Oro Valley's success in getting legislation approved to swap federal highway funds for state money has saved the town more than $200,000 in the past two years and stands to save the town hundreds of thousands more in the years to come, according to local transportation officials.
The exchange program, signed into law by Gov. Jane Dee Hull in March of 2000, allows municipalities to exchange federal Surface Transportation Pro-gram money for state highway user revenues. The municipality receives 90 percent of what would be allocated by the federal government, but in the process avoids having to pay construction and design management costs to the Arizona Department of Transportation, said Oro Valley Public Works Director Bill Jansen.
Under the program, federal funds for road improvements are allocated to PAG and projects are funded based on a priority ranking.
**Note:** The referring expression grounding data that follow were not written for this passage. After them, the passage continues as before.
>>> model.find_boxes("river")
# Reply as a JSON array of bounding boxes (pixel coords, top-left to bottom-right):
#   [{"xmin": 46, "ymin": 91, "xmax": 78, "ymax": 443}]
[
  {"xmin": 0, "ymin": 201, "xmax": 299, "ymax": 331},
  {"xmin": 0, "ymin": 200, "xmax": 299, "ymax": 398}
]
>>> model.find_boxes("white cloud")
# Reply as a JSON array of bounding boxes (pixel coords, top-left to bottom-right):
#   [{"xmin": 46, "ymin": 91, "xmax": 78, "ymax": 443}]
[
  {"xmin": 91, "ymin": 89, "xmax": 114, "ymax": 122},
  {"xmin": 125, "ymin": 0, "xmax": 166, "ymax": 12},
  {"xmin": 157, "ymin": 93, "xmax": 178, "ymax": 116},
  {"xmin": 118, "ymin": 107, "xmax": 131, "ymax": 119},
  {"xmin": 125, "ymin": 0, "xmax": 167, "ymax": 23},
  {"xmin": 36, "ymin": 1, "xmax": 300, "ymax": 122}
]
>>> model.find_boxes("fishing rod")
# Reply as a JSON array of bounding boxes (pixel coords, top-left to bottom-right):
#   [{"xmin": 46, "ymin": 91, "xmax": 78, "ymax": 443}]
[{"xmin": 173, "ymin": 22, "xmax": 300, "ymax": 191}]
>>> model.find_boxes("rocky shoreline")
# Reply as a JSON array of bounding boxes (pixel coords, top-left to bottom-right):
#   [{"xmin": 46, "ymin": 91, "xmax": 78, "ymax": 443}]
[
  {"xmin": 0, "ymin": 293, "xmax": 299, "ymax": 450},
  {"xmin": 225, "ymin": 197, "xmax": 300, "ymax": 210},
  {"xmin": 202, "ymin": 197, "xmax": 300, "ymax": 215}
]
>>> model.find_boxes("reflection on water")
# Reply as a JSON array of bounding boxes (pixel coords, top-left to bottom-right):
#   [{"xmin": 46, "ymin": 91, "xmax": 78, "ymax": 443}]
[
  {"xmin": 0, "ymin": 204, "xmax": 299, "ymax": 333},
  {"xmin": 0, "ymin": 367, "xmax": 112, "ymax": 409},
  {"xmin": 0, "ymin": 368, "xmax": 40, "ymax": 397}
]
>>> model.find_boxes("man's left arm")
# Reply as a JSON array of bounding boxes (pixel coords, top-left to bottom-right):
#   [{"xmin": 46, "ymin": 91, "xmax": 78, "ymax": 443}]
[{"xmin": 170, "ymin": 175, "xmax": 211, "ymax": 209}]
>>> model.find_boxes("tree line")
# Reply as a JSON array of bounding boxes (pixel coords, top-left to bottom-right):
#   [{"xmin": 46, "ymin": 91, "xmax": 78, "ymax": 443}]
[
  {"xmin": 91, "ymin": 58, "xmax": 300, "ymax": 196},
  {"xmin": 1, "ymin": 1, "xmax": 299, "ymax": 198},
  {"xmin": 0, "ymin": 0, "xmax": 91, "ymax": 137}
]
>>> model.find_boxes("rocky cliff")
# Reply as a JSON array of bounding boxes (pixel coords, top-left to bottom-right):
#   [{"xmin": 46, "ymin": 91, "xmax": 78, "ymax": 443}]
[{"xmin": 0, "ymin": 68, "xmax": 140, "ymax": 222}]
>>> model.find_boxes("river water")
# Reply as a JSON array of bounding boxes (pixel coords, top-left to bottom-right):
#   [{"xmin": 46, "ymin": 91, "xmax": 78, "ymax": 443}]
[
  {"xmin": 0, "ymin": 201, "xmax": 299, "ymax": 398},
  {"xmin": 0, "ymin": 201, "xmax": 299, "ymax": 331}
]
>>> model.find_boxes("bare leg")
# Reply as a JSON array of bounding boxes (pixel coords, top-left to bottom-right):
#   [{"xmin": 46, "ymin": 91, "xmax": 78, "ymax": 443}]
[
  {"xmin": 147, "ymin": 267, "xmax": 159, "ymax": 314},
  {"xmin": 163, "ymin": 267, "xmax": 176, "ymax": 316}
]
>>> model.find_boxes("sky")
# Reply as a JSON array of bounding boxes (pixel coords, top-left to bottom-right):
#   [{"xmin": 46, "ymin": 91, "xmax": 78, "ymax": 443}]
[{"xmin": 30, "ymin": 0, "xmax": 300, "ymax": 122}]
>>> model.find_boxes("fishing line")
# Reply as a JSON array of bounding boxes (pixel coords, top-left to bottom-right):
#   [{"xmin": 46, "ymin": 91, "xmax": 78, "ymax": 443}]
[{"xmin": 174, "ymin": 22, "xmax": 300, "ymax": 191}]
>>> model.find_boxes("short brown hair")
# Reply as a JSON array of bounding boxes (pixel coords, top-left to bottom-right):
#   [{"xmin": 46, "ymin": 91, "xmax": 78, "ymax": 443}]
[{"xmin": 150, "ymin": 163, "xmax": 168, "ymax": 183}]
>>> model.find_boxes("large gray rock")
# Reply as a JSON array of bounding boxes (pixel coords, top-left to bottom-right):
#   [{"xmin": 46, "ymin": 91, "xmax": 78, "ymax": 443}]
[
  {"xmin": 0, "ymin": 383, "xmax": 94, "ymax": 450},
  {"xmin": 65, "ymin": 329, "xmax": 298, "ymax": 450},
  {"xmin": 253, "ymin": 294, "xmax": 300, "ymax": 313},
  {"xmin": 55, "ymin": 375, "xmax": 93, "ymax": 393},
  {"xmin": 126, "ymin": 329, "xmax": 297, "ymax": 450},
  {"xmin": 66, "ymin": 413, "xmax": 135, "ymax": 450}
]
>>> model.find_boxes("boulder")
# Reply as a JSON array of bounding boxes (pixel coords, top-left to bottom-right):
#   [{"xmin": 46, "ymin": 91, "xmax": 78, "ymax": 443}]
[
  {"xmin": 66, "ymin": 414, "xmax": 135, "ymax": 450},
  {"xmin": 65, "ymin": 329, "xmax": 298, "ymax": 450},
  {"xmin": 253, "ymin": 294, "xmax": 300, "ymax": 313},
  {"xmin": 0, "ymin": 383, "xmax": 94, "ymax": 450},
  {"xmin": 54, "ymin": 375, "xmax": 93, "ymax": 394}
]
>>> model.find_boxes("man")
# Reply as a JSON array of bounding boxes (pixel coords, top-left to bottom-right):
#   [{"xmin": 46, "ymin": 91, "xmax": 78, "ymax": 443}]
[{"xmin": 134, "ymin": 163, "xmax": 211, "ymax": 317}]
PAG distributes the money and the state takes its share of the federal money from PAG, said Tim Ahrens, the agency's transportation finance manager.
The only project done by Oro Valley under the exchange program thus far has been about $750,000 in paving work on Rancho Vistoso from Oracle Road to Big Wash, Jansen said. Savings from that project totaled more than $100,000 under the exchange program, he said.
"Federal requirements for funding are much more complex and dealing with the state bureaucracy can be extremely time consuming," Jansen said. In addition, "the state often lacks the staff to devote to a project to keep it on a fast track to completion."
The exchange program has been "a tremendous advantage for Oro Valley in that it allows the town to get funding much sooner than if we had to wait for it to arrive through the normal bureaucratic process," agreed Oro Valley Town Manager Chuck Sweet. "It just takes federal budget oversight regulations out of the system," he said.
While Oro Valley may lose 10 cents on the dollar in the exchange, it saves as much as 30 percent by not having to pay ADOT for construction and design management costs, Jansen said.
Also, by being able to manage projects on its own, which Oro Valley is not normally certified to do as Tucson and Pima County can, Oro Valley may be able to shorten construction times by as much as a year or two, Jansen said.
Until Oro Valley's push for the legislation, only rural areas were allowed to make these exchanges, said Ahrens.
Since its passage, Oro Valley has been able to do very well for itself, he said.
In the 2003 fiscal year which began July 1, Oro Valley will receive $3.2 million toward the widening of First Avenue from two to four lanes from Oracle to Tangerine Road and $3.3 million the following year through exchange program, Ahrens said.
This is a major accomplishment since the entire Pima County area is only eligible for up to $5 million a year in exchange funding, he said.
Oro Valley has been very innovative. "They see a good program and they jump on it," Ahrens said.
But as cities and towns become more familiar with the program's advantages, competition can be expected to increase dramatically, he said.
"After all, there's only so much to go around," he said.